As a red-shirt freshman receiver for the Aggies, Evans caught a team-high 82 catches for 1,105 yards — both freshman records.
“Mike Evans has moved past [scratching the surface],” said head coach Kevin Sumlin. “He’s a playmaker, he’s a big, physical guy that plays as hard without the ball as he does when his number is called.”
Evans’ playmaking ability without the ball developed into a favorite among the coaches, providing blocks and getting open for quarterback Johnny Manziel’s many scrambling plays.
Evans and Manziel teamed up for one of the most lethal quarterback-receiver combos in all of college football. Their chemistry from a year ago has translated into the 2013 season already.
“Mike [Evans] is really getting better, he’s a great player,” Manziel said. “He’s a guy who’s going to play football for a long, long time. Our chemistry is really good and it took us a while to get in tune throughout [fall] camp, but once we got it rolling [we were good].”
Manziel’s comments came after one of Evans’ best career performances against Sam Houston State, during which he caught seven passes for a career-high 155-yards.
“He’s really an example for not just the receiving corps, because we’ve got a bunch of young guys who watch him without the ball and block, but also the whole football team and the unselfishness he plays with,” Sumlin said.
Evans has been displaying his experience on and off the field, quickly becoming one of the team’s leaders despite being just a sophomore.
“[Evans] isn’t a real big talker guy, he does it by example,” receivers coach David Beaty said. “He had a great season last year, but he probably outworks everyone in that room.
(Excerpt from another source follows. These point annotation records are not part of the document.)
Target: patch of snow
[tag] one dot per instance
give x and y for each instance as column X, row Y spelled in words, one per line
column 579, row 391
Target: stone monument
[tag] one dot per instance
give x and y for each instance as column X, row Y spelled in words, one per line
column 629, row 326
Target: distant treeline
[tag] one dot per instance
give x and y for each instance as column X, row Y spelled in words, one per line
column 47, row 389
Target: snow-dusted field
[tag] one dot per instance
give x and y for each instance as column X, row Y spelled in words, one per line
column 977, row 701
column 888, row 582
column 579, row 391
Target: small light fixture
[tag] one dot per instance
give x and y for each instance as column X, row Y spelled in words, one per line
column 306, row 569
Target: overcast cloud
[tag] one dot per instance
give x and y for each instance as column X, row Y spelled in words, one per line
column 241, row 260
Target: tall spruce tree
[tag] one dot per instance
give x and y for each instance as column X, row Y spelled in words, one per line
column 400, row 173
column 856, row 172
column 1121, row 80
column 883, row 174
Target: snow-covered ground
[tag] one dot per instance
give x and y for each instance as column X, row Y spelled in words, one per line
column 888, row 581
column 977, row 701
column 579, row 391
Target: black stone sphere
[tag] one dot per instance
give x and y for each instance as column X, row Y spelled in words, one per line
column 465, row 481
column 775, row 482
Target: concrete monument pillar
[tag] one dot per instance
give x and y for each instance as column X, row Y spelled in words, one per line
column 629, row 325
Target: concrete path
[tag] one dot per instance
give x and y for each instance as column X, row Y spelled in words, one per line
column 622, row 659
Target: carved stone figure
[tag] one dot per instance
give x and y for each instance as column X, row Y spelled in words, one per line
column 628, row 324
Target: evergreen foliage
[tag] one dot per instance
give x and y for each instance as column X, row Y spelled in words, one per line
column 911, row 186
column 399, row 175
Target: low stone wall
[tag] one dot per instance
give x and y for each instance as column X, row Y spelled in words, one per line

That’s leadership in itself.”
For Evans, the leadership role came after being tutored by some of the most respected senior leaders on the 2012 team. He is now using that experience to mentor a wide receiver group that has six true freshmen.
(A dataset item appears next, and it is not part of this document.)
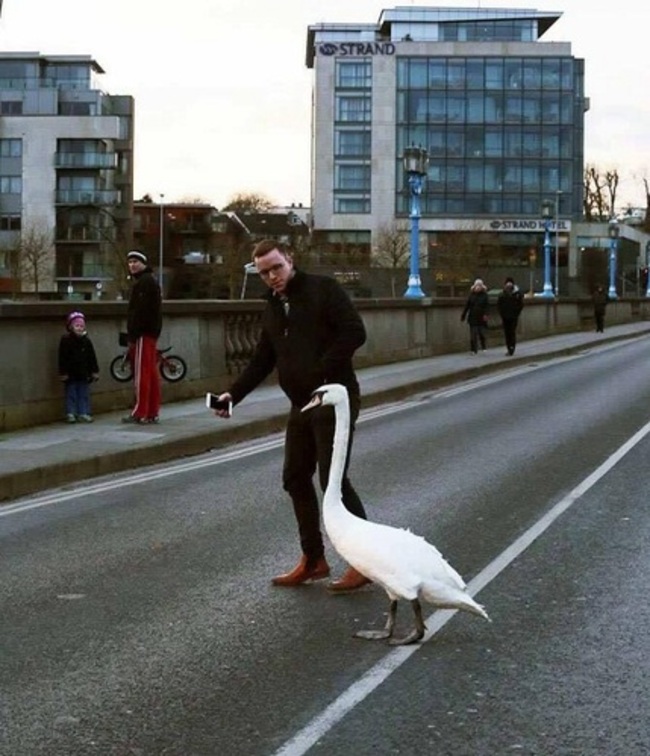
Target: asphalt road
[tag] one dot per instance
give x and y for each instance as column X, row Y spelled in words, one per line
column 136, row 613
“I had great leadership at the wide receiver position with [Ryan] Swope, Kendrick McNeal and Uzoma [Nwachukwu],” Evans said. “They taught me and they motivated me to be a leader and that’s what I’m going to do is lead the young guys.”
Evans lined up as an outside receiver last season, leading to big numbers, but this spring A&M coaches shocked some fans by giving him looks as an inside receiver. The adjustment was simple: use Evans’ size to create mismatches against the best teams.
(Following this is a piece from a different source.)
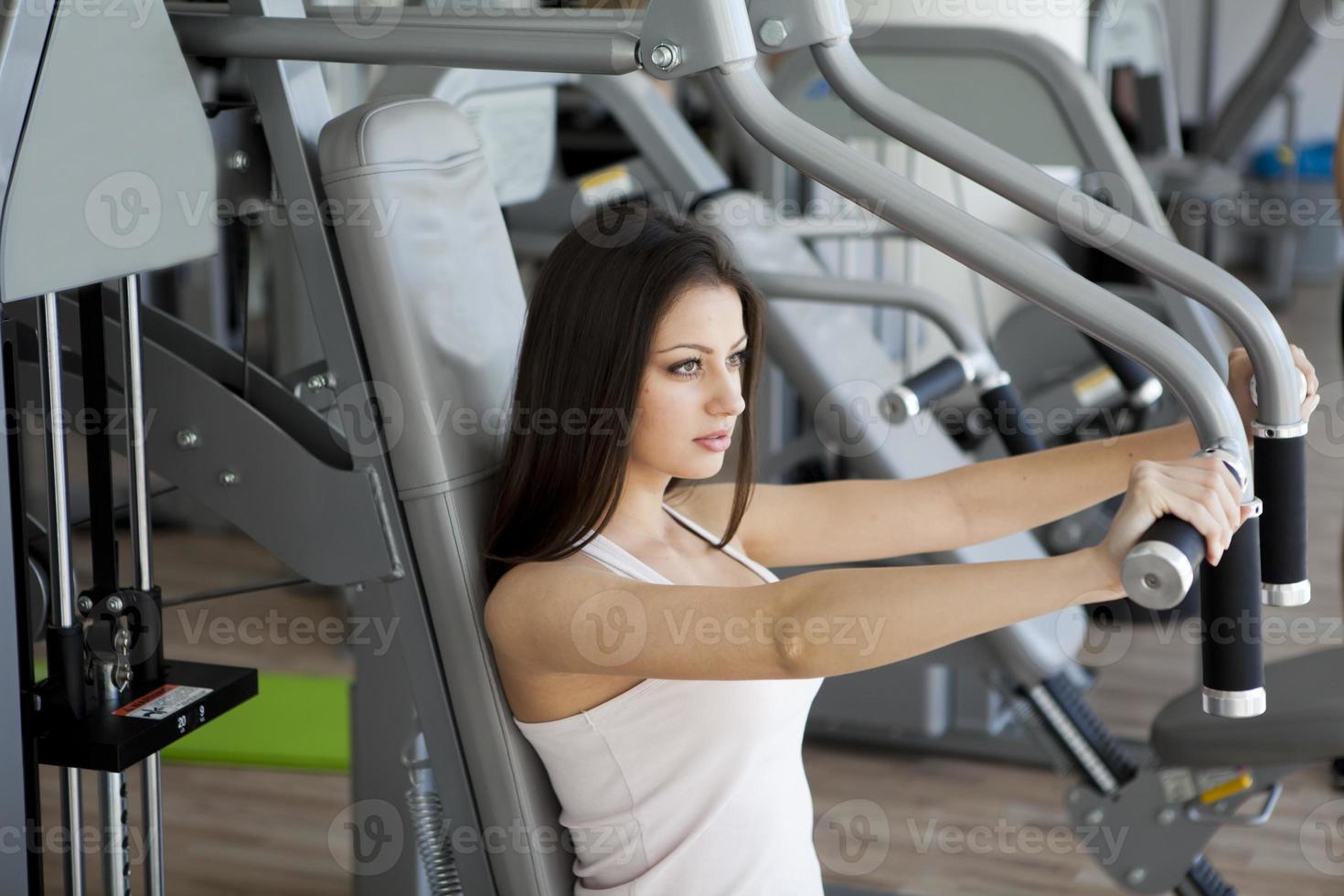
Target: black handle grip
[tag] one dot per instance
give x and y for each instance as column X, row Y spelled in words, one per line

“It allows us to get matchups,” Beaty said. “We don’t have to keep him in one spot, we can move him around. He’s a smart kid, he knows every position on the field so from that standpoint the reps we were able to give him in the spring were able to help him.”
As the Aggies prepare to take on No. 1 Alabama at Kyle Field on Saturday, Evans said each upcoming game is “our biggest game.”
When the A&M offense lines up near the endzone Saturday, it will be Evans on the receiving end of another kind of ally-oop pass. One he may have never seen coming years ago.
“We need more production from him in the redzone,” Beaty said. “He should be a human redzone highlight film himself. We should be able to throw it up to that big sucker and him come down with it.”